Allegations that Barrett would upset the apple cart on a host of economic regulations are similarly fanciful. Her critique of Randy Barnett’s book Our Republican Constitution, which calls for judges to be more skeptical of the motive behind liberty‐infringing laws, is a case in point. “Barnett’s emphasis on the importance of recovering the legislature’s true purpose understates the complexity of identifying legislative intent,” she writes. Although Barrett acknowledges that enhanced judicial scrutiny is proper when analyzing statutes implicating fundamental rights or suspect classes, in other contexts, the highly deferential approach known as “rational basis review” properly “reflects the judgment that a more searching inquiry would pull judges into terrain they are not good at navigating.” In other words, a Neil Gorsuch or (5th Circuit Judge) Don Willett she ain’t, at least not in terms of questioning the justifications for protectionist or self‐serving regulation.
A new leader for the court?
Judge Amy Coney Barrett has the potential not simply to be another originalist voice, or a vote for conservative (if not always libertarian) outcomes, but to be an intellectual leader on the Supreme Court. She has excelled at all stages of her career and made friends along the way. We saw some of that grace and poise in her Rose Garden remarks; such “soft skills” shouldn’t be underestimated in terms of a jurist’s influence. Justice Byron White used to say that each new justice makes for a new court, and it’s this internal dynamic that a Justice Barrett could affect as much as the court’s jurisprudence.

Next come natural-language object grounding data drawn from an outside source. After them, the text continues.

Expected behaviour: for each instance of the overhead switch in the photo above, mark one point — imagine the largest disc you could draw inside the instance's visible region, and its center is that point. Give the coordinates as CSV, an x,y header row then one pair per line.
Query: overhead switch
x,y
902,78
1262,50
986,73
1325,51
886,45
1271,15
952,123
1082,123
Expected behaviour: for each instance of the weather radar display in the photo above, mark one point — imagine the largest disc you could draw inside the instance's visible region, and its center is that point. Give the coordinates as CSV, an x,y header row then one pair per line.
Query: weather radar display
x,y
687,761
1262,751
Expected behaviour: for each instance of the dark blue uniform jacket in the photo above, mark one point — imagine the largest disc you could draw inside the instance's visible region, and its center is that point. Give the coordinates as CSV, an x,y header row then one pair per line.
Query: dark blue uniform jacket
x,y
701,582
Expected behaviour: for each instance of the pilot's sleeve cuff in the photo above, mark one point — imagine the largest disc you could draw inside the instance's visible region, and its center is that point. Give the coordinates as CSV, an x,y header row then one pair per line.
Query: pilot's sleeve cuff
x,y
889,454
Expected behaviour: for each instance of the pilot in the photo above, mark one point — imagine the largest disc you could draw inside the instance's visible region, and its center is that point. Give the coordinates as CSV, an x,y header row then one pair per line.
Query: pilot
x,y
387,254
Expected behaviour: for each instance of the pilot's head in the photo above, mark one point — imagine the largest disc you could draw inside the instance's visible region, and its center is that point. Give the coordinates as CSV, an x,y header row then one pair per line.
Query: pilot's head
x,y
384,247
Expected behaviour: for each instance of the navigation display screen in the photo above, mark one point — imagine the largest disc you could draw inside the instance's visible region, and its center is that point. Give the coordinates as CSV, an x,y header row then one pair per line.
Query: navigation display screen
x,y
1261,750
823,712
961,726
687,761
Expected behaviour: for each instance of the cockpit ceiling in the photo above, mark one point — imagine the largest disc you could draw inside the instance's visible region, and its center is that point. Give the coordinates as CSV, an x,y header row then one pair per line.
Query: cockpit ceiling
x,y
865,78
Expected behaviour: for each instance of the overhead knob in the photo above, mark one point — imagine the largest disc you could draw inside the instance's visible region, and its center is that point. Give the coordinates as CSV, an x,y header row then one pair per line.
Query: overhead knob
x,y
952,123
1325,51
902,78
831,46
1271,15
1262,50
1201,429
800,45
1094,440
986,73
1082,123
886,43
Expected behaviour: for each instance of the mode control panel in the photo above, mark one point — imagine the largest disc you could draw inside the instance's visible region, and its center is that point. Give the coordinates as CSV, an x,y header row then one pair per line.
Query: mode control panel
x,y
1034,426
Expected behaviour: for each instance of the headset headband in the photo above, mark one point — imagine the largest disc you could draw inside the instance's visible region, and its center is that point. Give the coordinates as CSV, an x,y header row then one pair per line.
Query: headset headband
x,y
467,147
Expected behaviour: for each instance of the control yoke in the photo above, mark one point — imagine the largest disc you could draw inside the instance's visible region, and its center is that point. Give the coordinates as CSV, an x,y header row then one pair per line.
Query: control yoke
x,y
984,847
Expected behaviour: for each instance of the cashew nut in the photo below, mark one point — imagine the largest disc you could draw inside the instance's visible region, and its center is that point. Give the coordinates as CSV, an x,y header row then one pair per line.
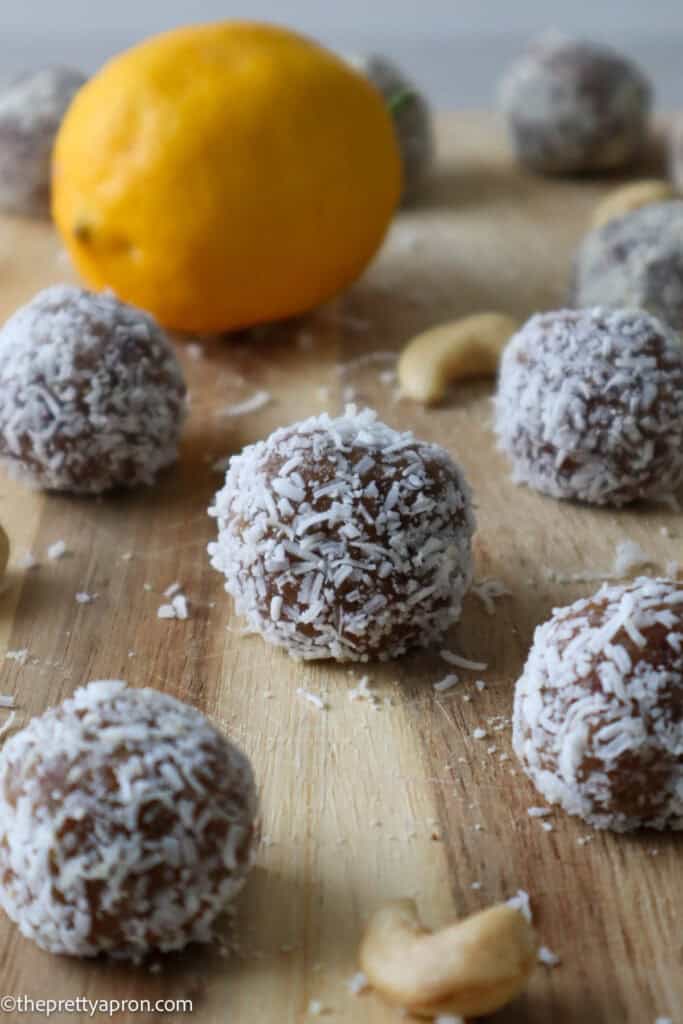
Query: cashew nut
x,y
630,198
469,969
458,350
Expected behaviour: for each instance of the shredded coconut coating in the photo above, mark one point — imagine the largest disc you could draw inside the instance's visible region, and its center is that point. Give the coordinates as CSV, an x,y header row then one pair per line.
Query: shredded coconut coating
x,y
31,111
92,393
127,823
590,406
412,118
343,539
635,262
573,105
598,714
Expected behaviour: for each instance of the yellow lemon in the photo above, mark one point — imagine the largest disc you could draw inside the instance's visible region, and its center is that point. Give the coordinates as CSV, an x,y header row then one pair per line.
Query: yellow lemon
x,y
225,174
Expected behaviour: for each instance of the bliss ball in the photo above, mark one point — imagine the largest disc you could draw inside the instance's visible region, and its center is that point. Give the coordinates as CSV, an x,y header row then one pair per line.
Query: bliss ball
x,y
344,539
91,393
590,406
412,118
127,824
31,111
635,261
598,714
574,107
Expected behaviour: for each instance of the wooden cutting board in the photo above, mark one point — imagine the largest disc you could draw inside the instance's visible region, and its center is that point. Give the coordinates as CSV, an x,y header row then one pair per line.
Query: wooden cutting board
x,y
360,804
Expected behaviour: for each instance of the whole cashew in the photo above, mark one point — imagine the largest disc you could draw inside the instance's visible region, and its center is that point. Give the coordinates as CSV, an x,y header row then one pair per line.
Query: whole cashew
x,y
458,350
630,198
469,969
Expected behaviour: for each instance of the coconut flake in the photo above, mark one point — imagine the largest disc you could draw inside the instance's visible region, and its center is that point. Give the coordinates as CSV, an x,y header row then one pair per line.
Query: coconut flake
x,y
462,663
548,957
312,698
56,550
520,901
357,983
7,725
251,404
446,683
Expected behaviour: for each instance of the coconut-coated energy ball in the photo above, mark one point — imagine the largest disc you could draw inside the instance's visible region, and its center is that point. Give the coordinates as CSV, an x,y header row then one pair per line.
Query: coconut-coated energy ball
x,y
635,261
127,824
91,393
590,406
31,111
574,107
676,153
344,539
598,714
412,119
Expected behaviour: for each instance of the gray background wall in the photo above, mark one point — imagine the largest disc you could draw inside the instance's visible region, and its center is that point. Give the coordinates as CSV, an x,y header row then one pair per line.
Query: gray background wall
x,y
455,47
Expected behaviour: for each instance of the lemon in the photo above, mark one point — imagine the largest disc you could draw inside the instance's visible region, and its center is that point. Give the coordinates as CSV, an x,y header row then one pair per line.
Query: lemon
x,y
226,174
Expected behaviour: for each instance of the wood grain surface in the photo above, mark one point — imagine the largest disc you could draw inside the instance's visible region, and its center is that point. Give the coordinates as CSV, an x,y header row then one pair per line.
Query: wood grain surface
x,y
360,803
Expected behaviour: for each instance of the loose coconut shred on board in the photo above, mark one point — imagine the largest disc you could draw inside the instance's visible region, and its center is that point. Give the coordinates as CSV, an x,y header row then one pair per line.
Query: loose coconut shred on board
x,y
126,823
344,539
598,720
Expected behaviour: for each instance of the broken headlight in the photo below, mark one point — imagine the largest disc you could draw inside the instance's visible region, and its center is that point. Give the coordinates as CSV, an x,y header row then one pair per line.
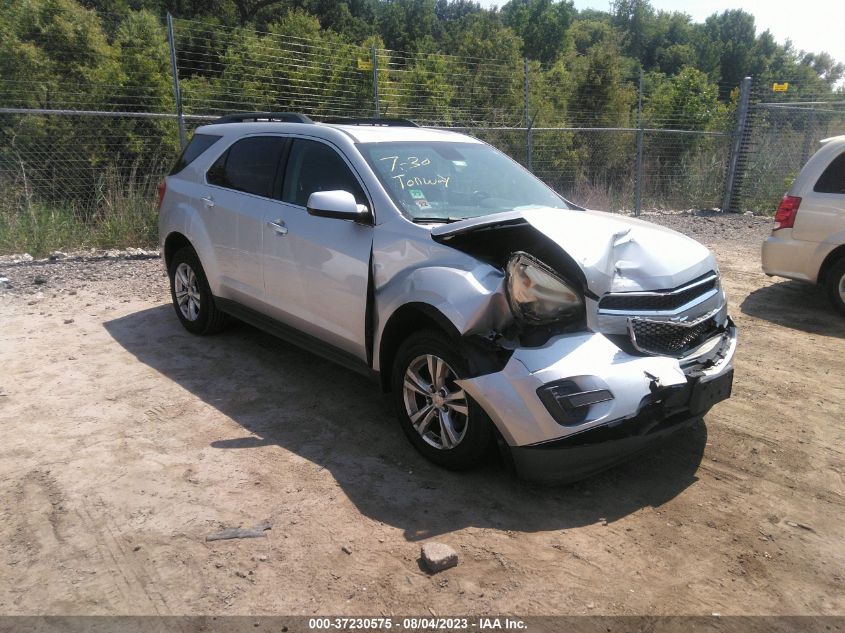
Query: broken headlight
x,y
537,295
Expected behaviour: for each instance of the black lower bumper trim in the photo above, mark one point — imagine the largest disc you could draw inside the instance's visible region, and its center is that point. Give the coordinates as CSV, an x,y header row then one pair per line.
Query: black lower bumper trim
x,y
592,451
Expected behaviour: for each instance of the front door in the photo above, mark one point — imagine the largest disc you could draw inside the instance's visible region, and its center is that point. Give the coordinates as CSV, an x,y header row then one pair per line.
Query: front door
x,y
240,188
316,269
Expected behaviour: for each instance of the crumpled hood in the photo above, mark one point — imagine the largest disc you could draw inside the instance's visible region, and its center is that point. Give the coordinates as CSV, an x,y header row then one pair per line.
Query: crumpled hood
x,y
615,253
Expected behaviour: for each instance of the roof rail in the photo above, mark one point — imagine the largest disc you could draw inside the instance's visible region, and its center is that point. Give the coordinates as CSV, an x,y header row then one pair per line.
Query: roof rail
x,y
373,122
285,117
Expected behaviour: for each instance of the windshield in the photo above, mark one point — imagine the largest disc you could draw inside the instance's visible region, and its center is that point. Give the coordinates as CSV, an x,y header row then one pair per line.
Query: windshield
x,y
444,181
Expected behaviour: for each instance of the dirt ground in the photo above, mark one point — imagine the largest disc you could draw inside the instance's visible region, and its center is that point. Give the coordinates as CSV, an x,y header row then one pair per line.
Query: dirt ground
x,y
125,441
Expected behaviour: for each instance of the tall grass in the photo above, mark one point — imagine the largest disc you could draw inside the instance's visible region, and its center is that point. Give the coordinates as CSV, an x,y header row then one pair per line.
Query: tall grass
x,y
118,214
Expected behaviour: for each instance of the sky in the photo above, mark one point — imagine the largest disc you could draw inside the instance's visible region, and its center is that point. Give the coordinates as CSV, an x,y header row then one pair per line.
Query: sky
x,y
812,25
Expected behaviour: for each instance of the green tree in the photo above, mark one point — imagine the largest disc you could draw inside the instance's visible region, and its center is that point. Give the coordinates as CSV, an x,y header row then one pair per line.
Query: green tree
x,y
542,25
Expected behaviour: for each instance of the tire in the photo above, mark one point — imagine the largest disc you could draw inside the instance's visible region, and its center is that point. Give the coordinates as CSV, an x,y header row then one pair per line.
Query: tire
x,y
835,285
449,428
197,311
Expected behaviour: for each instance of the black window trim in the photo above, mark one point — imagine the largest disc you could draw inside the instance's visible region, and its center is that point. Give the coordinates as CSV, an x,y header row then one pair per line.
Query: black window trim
x,y
174,171
277,177
286,155
839,156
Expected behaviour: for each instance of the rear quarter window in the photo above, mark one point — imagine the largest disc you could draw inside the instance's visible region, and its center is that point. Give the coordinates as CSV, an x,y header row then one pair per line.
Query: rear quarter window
x,y
249,165
197,146
832,179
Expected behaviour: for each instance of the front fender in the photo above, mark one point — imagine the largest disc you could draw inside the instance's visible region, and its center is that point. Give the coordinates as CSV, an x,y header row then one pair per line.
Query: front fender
x,y
179,216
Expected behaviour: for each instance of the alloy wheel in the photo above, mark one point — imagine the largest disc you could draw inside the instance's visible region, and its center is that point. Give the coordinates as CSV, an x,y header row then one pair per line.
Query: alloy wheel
x,y
842,288
436,405
186,289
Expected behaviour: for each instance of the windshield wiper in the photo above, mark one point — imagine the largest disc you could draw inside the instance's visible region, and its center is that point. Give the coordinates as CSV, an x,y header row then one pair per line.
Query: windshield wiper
x,y
426,220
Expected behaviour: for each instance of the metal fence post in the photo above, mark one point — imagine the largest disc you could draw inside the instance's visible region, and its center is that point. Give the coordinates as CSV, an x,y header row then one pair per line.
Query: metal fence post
x,y
376,104
177,93
638,177
733,176
529,149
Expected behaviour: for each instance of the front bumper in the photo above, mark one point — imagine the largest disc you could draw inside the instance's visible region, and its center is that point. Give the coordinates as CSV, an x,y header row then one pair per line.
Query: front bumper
x,y
653,396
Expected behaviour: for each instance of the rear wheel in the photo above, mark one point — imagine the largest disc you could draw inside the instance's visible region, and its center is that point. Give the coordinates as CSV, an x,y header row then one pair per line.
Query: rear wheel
x,y
438,416
192,296
835,285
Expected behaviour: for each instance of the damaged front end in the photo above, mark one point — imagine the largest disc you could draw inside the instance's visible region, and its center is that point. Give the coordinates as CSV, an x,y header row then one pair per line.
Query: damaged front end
x,y
610,333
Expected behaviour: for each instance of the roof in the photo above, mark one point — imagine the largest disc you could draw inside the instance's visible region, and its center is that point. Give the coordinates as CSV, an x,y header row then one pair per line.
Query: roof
x,y
358,133
835,139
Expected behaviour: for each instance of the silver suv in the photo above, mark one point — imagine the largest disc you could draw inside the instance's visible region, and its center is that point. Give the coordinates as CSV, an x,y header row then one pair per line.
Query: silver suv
x,y
810,246
495,311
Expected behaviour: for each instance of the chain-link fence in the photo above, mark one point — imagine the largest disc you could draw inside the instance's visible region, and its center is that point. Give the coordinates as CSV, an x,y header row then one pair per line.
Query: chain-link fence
x,y
785,122
95,144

If confirmed, Barrett would move the Supreme Court in a principled direction, as there would not be a need to account for Chief Justice John Roberts’s strategery to achieve a majority. No longer would a five‐justice (or more) bloc need to be cobbled together like a piece of compromise legislation. I look forward to the court finally starting to flesh out the scope of the right to keep and bear arms, for example, and putting an end to treating people differently based on the color of their skin in college admissions. While Barrett isn’t known for administrative law, I hope also that she would join fellow Trump nominees Gorsuch and Kavanaugh in reining in the bureaucracy and forcing Congress to make tough decisions about conflicting policy views. That’s ultimately the only way we’ll start dissipating the toxic cloud surrounding judicial nominations.
Once you get past the social (and mainstream) media smears about Barrett’s religion — apparently, she belongs to a cult of handmaids whose husbands force them to be judges and had to settle for serving on the Supreme Court because of a lack of abortion access — you find a genuine and warm person who also happens to be one of the finest lawyers in the land, a servant‐leader. “If confirmed, I would not assume that role for the sake of those in my own circle and certainly not for my own sake,” she concluded her introductory remarks. “I would assume this role to serve you.”